CROSSVILLE CHRONICLE

Opinion

 

Dorothy Copus Brush
"Random Thoughts"

Will Rogers was a
true American treasure

"I'm not a member of any organized political party, I'm a Democrat." That is one of the thousands of memorable quotes Will Rogers gave this country. Another that fits well with the confusing mess we are in now is, "The truth can hurt you worse in an election than about anything that could happen to you."

Over the past decade or so Will Rogers has been reintroduced to today's generation through the Broadway hit The Will Rogers Follies. The director, Tommy Tune, who never knew Rogers personally, said, "He became the biggest, most popular and highest paid star of every existing media of his time. Will Rogers was the biggest star America has ever produced." Additionally, there are some 10 performers doing monologues featuring Rogers' home-spun philosophy to audiences across the country.

This Oklahoma cowboy captured America's heart in the 1920s and 30s. He was multi-talented and stood at the center of the new mass media emerging during those years. You name it and he did it - radio, Broadway, vaudeville and movies, where he began in silent pictures, and when sound was added he made the transition effortlessly.

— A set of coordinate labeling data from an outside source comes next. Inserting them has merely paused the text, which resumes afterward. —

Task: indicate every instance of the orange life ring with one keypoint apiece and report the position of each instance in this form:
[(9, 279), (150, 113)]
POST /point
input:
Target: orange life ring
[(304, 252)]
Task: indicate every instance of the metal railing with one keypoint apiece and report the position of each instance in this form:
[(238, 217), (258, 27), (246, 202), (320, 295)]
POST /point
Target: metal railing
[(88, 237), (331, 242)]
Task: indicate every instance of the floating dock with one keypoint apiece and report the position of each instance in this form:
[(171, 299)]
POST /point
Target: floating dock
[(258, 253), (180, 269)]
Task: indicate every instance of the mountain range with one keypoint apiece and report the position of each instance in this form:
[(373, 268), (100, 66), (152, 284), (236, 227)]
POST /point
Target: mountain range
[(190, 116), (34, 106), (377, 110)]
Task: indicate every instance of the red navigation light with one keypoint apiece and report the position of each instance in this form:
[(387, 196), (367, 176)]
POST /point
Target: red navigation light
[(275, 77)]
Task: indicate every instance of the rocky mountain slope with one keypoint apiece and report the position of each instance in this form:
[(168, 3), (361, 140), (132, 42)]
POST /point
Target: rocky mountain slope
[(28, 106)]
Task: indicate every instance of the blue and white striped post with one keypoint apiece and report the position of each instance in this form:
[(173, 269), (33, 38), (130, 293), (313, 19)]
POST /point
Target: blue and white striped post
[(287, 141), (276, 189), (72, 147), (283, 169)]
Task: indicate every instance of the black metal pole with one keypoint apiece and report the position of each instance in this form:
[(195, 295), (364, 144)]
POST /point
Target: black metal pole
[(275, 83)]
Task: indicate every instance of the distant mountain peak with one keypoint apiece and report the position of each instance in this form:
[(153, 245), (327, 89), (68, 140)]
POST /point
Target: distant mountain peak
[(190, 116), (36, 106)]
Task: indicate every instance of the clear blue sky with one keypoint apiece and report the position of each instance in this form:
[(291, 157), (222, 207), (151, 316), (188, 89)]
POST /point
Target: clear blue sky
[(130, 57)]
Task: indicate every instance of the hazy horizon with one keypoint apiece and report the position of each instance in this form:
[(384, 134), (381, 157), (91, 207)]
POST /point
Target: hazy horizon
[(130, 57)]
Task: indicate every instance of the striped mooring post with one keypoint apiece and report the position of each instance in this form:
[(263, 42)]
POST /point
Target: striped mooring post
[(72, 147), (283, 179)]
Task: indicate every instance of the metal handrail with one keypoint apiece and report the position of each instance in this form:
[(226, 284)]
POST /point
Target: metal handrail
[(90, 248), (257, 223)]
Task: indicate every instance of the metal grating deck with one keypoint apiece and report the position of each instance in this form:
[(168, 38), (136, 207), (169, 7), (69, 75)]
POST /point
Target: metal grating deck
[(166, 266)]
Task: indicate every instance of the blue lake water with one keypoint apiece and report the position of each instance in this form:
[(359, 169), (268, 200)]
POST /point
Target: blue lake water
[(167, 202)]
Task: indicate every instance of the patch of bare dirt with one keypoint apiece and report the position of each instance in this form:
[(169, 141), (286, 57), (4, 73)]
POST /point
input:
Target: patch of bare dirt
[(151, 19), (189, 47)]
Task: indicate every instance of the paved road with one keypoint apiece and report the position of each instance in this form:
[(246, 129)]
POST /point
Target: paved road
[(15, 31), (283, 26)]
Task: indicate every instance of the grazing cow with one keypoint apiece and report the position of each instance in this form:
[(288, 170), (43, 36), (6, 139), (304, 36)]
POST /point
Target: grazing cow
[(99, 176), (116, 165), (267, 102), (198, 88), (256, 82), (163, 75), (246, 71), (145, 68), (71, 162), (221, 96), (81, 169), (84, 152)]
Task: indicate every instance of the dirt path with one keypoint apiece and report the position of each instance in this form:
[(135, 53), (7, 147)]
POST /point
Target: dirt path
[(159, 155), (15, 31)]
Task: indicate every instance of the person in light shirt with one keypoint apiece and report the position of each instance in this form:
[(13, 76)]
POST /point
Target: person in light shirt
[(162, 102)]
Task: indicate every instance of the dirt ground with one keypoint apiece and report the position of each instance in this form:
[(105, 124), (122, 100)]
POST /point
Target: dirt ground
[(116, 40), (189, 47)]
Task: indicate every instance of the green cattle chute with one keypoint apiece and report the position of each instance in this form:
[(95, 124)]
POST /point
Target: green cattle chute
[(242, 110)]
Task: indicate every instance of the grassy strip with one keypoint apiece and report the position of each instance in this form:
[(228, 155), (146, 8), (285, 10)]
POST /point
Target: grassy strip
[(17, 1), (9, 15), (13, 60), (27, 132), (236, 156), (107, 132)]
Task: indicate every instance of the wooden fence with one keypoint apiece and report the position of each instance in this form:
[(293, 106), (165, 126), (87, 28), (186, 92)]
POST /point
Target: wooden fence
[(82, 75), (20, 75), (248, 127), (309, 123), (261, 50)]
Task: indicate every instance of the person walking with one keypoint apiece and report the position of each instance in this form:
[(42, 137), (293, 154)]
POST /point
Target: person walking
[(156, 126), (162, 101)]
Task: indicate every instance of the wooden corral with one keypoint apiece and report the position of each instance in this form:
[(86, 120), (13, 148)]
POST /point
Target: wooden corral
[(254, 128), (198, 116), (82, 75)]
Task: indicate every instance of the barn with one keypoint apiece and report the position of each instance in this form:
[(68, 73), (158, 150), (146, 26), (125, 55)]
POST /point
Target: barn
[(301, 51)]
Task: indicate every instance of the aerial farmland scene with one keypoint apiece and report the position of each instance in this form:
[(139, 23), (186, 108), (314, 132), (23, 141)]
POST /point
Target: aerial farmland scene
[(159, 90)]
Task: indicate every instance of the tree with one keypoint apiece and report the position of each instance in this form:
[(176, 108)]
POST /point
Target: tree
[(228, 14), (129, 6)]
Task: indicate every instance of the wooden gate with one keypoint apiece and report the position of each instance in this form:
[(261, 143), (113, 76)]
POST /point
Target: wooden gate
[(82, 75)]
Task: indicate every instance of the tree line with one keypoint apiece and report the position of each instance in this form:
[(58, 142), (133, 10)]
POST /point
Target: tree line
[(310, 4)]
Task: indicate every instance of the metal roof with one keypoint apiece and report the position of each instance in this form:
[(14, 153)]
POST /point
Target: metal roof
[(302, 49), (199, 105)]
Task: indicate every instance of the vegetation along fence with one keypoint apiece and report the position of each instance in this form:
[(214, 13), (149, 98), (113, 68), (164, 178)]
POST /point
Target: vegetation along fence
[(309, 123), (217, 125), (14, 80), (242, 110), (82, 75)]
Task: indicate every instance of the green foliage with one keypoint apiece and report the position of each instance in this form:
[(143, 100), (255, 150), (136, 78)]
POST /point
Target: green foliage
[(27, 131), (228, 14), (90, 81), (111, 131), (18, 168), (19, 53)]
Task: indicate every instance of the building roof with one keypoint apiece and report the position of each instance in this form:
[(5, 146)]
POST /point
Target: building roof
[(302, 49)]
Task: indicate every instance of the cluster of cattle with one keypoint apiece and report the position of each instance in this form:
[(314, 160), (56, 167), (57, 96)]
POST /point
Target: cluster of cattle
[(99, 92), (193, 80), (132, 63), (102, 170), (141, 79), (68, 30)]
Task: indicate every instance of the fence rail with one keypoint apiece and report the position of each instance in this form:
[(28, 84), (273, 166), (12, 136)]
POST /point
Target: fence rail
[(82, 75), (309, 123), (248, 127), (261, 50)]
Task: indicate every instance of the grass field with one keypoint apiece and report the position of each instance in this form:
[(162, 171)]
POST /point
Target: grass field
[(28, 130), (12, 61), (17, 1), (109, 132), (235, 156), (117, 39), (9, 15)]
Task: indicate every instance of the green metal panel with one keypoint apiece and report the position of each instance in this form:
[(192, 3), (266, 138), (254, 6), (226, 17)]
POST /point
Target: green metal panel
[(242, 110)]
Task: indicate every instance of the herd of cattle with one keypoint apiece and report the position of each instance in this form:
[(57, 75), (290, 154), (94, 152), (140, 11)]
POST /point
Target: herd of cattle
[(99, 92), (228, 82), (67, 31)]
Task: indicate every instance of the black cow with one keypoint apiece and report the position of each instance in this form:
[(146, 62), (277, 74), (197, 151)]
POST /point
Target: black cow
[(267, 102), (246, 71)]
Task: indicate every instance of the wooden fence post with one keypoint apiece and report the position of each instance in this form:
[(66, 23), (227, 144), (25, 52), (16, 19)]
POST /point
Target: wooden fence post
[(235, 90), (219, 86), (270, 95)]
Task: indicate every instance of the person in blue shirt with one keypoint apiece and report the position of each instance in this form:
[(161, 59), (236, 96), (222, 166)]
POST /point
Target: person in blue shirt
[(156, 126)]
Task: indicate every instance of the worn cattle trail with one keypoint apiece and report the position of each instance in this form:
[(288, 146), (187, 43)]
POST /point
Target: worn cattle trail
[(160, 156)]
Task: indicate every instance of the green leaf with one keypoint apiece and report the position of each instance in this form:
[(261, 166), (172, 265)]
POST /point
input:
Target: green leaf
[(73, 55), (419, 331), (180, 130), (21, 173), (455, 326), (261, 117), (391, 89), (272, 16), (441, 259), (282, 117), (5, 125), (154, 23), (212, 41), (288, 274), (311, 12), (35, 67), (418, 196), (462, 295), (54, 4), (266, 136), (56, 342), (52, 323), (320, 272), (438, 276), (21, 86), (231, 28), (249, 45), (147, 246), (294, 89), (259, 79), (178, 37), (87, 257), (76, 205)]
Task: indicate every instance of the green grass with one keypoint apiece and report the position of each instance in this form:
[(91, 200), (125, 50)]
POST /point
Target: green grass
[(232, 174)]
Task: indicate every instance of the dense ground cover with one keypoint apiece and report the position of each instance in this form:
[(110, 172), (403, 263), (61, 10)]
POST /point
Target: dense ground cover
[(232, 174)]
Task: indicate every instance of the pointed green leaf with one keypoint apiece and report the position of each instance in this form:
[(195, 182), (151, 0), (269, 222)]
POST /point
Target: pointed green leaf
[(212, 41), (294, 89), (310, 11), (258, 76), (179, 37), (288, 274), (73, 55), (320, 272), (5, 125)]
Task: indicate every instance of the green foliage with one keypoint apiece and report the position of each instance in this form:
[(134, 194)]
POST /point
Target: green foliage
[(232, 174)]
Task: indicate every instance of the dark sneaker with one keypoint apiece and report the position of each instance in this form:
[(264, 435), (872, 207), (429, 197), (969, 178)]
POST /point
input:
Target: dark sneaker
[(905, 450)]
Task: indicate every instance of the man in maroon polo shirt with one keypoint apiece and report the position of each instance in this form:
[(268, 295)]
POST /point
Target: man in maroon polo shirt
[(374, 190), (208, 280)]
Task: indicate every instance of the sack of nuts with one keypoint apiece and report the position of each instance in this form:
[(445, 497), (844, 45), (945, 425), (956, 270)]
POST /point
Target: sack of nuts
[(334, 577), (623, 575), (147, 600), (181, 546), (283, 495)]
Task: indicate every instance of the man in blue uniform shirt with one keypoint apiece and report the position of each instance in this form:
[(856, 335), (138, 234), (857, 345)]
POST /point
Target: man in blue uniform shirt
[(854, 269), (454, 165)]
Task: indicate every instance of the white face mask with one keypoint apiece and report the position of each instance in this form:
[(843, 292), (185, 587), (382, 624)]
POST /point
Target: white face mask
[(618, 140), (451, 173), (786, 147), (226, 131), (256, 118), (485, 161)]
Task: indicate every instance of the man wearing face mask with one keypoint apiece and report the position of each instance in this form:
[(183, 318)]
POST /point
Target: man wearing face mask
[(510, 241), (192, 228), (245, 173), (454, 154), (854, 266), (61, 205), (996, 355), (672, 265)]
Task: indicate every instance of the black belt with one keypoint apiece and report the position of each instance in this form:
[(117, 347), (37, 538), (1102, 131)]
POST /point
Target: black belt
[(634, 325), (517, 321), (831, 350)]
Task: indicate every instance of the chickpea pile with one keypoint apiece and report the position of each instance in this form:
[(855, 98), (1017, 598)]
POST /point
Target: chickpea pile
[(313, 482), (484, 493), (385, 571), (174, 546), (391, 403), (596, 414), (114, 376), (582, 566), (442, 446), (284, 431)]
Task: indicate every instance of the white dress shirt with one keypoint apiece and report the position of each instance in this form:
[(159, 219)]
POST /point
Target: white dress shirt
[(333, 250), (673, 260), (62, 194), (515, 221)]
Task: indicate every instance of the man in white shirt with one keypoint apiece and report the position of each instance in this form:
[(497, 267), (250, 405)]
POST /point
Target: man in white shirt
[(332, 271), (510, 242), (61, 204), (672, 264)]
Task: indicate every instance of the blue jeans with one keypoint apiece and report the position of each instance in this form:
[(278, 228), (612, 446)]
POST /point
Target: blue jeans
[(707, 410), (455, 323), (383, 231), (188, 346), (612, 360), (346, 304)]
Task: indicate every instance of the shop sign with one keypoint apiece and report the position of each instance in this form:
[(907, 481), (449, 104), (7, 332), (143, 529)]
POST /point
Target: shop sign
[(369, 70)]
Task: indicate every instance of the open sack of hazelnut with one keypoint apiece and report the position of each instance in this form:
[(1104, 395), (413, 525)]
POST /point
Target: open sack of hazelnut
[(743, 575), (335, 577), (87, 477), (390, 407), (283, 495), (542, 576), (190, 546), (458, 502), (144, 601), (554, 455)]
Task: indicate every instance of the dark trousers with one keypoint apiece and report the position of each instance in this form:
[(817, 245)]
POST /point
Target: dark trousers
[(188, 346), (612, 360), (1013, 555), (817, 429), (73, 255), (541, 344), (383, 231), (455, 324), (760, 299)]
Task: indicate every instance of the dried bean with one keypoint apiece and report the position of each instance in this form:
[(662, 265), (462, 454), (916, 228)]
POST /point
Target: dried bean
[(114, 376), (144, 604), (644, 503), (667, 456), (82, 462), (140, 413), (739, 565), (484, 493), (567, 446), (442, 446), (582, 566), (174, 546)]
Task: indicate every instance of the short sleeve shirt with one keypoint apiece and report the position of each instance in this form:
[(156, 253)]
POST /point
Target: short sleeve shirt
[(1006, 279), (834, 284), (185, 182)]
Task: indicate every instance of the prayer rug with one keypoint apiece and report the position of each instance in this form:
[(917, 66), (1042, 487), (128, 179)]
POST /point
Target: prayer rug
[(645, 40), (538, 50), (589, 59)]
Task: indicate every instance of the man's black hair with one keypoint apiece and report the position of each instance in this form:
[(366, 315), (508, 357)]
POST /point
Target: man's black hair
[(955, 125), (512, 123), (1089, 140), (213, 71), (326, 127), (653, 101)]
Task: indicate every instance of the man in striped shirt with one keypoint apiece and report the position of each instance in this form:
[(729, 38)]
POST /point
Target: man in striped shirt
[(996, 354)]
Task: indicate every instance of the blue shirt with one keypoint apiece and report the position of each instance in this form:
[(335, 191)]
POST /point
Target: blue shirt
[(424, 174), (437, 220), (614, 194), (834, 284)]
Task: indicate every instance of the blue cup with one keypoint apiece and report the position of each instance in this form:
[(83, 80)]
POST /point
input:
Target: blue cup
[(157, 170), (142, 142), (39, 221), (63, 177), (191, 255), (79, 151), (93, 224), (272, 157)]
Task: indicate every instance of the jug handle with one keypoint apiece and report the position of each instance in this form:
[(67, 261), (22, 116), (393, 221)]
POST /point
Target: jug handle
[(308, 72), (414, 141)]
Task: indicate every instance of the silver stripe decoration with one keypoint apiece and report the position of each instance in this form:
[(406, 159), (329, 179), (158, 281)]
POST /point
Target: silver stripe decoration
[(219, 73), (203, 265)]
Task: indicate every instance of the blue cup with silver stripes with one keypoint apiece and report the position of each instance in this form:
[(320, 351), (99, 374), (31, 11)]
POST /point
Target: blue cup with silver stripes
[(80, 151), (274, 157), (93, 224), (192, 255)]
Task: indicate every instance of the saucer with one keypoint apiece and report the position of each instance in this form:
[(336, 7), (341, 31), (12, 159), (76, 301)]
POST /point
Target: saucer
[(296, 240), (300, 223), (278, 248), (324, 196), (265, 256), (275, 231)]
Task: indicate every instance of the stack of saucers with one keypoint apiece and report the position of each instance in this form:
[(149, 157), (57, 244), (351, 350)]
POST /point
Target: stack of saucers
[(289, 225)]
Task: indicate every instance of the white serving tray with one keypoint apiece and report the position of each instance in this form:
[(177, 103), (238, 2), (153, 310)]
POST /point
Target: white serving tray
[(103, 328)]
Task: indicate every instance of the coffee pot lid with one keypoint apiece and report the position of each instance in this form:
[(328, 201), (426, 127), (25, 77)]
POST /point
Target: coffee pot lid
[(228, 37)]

He had a smattering of formal education, but he wrote more than 4,000 syndicated columns in a 12-year span. Hundreds of papers carried his columns and the longer Sunday articles where he wrote about his travels and the variety of people he met, both common and prominent. He said, "I joked about every prominent man of my time but I never met a man I didn't like."

Politics fascinated him, and he spoke at both the Republican and Democratic National Conventions in 1924. He covered every convention from 1920 to 1932 as a columnist. He didn't hesitate to chastise politicians of both parties, but his timely comments were given in warm humorous words and even those taking the heat cracked up in laughter. Rogers said, "I don't tell jokes. I just watch the government and report the facts."

Will Rogers was born in 1879 and was part Cherokee Indian. Both his parents were active in the emerging frontier Oklahoma territory. They owned a sprawling ranch which was home to thousands of Texas Longhorns. Will lived among Indians and blacks, freed from slavery. Another of his quotes shows that influence: "We will never have a true civilization until we have learned to recognize the rights of others."

It was a freed slave who taught him how to use a lasso to work the cattle. He mastered the lariat and became an expert in trick roping, which was his key to entering the entertainment scene. He started in Wild West shows, and while spinning the rope he began adding folksy humor in his shy way.

Recognizing his wit he was hired to join the popular Ziegfield Follies, and he was with that show for a decade. Never did Rogers use any blue language, not even a gee whiz, in his stories as he performed his rope wizardry.

Will Rogers was more than an entertainer, he was a humanitarian. He raised money for the Red Cross and The Salvation Army, and during times of national emergencies such as floods he could be counted on to help.

He loved adventure and had a strong belief in the future of aviation, and he always chose to travel by air. He flew around the world three times, and even though he was involved in six air crashes as a passenger in those early planes, he never lost his enthusiasm. He was not a pilot, but the industry's Hall of Fame honored him as "The Patron Saint of Aviation."

In 1935 he joined his Oklahoma pal and renowned pilot Wiley Post on a quest to find a polar route to Russia. They had landed at a tiny Alaskan inlet and spent a short time with the Eskimos there getting directions to Point Barrow. The two men returned to their experimental plane, taxied and took off, but 50 to 200 feet into the air the engine sputtered and the plane plunged back into the icy waters, killing both men instantly.

I was a youngster and a radio fan on that Aug. 15, 1935, when the word flashed across the airwaves that 55-year-old Will Rogers was dead. I wept, and those who remember that day also remember that people across this nation wept. The radio networks went off the air for a full 30 minutes in memory of this extraordinary man.

Franklin D. Roosevelt, who was a friend of Will Rogers, said, "He brought his countrymen back to a sense of proportion. He showed us how to laugh." A laugh is something we could all use today. One last quote from Will Rogers might work. "Washington, DC, newspapers say, 'Congress is deadlocked and can't act.' I think that is the greatest blessing that could befall this country."